Kermitt J. Brooks, acting insurance superintendent in New York, said the governor directed his office to investigate the situation.

Brooks said New York “not allow consumers to be twice victimized – first by paying for insurance that covers much less than they were told it would, then by having to pay thousands more for the health care that insurance did not cover.”

Company’s consent

In the AMLI case, the company agreed to discontinue all of its limited medical benefit group policies in New York; convert terminated group policies to individual policies upon request; work with state officials to resolve consumer complaints; retain an independent outside counsel to review its operation and make specific recommendations for changes; and prepare a compliance monitoring plan to ensure compliance with applicable laws and regulations.

AMLI sold thousands of limited benefit plans to New York residents using unlicensed agents employed by telemarketing firms located in New York and Florida, authorities said. The company used a written policy application form containing disclosures about limitations of coverage, but conducted many New York sales over the Internet and phone, where staff failed to use the approved application form.

The company sold many of its policies as group coverage through an association known as the National Congress of Employers, which state regulators say violated New York law because the association was not formed and maintained for a primary purpose other than selling insurance.

It also conducted a nationwide marketing campaign through an intermediary called Cinergy Health Inc., that violated state law by creating the misleading impression that the limited benefit plan offered major medical or comprehensive coverage, officials said. That campaign continued nationally, even after New York officials prohibited from being used in the state, officials added.

Various complaints

In one complaint about AMLI officials said a Rochester-area woman purchased health insurance from a telemarketer and agreed to have the $419 a month premiums paid by automatic charges to her credit card. She was provided no written documents spelling out details of the coverage. Soon afterward, she needed hospitalization, which cost nearly $28,000. It turned out the policy, sold by an agent unlicensed in New York, paid only $1,164 of the expenses. AMLI was forced to pay in full after the insurance department intervened.
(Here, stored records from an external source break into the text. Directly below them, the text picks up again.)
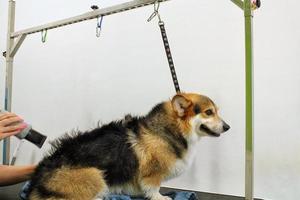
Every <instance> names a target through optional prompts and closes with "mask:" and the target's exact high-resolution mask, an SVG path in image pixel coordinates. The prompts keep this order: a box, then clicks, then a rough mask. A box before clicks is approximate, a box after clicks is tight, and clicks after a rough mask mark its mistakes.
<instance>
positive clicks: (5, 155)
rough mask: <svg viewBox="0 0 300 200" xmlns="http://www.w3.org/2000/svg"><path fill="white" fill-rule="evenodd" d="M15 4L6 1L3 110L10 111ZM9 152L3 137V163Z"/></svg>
mask: <svg viewBox="0 0 300 200" xmlns="http://www.w3.org/2000/svg"><path fill="white" fill-rule="evenodd" d="M15 5H16V2H15V1H13V0H9V3H8V6H9V8H8V27H7V46H6V77H5V101H4V102H5V105H4V106H5V110H7V111H11V98H12V79H13V61H14V58H13V56H11V55H10V52H11V49H12V47H13V44H14V39H13V38H11V34H12V33H13V32H14V28H15ZM9 154H10V140H9V138H7V139H5V140H4V142H3V164H5V165H8V164H9Z"/></svg>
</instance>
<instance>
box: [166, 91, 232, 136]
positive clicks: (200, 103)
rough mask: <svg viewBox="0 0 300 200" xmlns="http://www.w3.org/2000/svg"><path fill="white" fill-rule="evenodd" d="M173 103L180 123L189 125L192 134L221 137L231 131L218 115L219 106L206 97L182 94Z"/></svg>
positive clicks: (185, 93) (211, 100)
mask: <svg viewBox="0 0 300 200" xmlns="http://www.w3.org/2000/svg"><path fill="white" fill-rule="evenodd" d="M171 103H172V108H173V111H174V112H175V114H176V115H177V117H178V118H179V119H180V120H179V122H180V123H188V124H186V125H187V126H188V127H189V129H190V132H192V133H196V134H197V135H198V136H214V137H219V136H220V135H221V133H224V132H226V131H228V130H229V129H230V126H229V125H228V124H227V123H226V122H224V121H223V119H222V118H221V117H220V116H219V115H218V108H217V106H216V105H215V104H214V102H213V101H212V100H211V99H209V98H208V97H206V96H203V95H198V94H192V93H180V94H177V95H175V96H174V97H173V99H172V101H171ZM185 127H186V126H185Z"/></svg>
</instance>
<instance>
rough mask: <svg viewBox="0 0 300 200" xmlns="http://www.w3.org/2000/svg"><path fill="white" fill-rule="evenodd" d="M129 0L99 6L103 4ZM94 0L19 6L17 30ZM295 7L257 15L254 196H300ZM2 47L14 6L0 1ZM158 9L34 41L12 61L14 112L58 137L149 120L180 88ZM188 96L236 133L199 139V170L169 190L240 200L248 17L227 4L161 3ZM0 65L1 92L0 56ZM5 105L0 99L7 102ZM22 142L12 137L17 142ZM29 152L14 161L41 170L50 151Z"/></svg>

In another case, a young man suffered a stroke at the age of 36. After AMLI paid only $250 toward his medical bills, the insured had to pay a total of $29,917.04. New York officials got AMLI to pay in full.

In a third case, New York officials said a man received misleading coverage information from an insurance agent, then purchased a limited medical benefit plan from AMLI. He understood, and the information sent to him indicated, that the plan required a $10 co-pay for doctors/specialists (10 covered visits per family member per calendar year) and would pay $25,000 for hospital inpatient services (100 days maximum per calendar year).

Therefore, he was surprised to find that AMLI only paid $39.65 toward an ENT bill for $237.42 and $250.00 toward an inpatient hospital bill for $3092.73. His total medical bills were $4197.79 and AMLI paid $807.29. With regard to the hospital stay, AMLI contended that the insured should have known that a $250 per day limit applied to the $25,000 limit for hospital inpatient services, since the maximum days were limited to 100. Regulators got AMLI to pay in full.

Another unnamed company has halted sales of its limited benefit plans while regulators investigate its practices, Brooks said.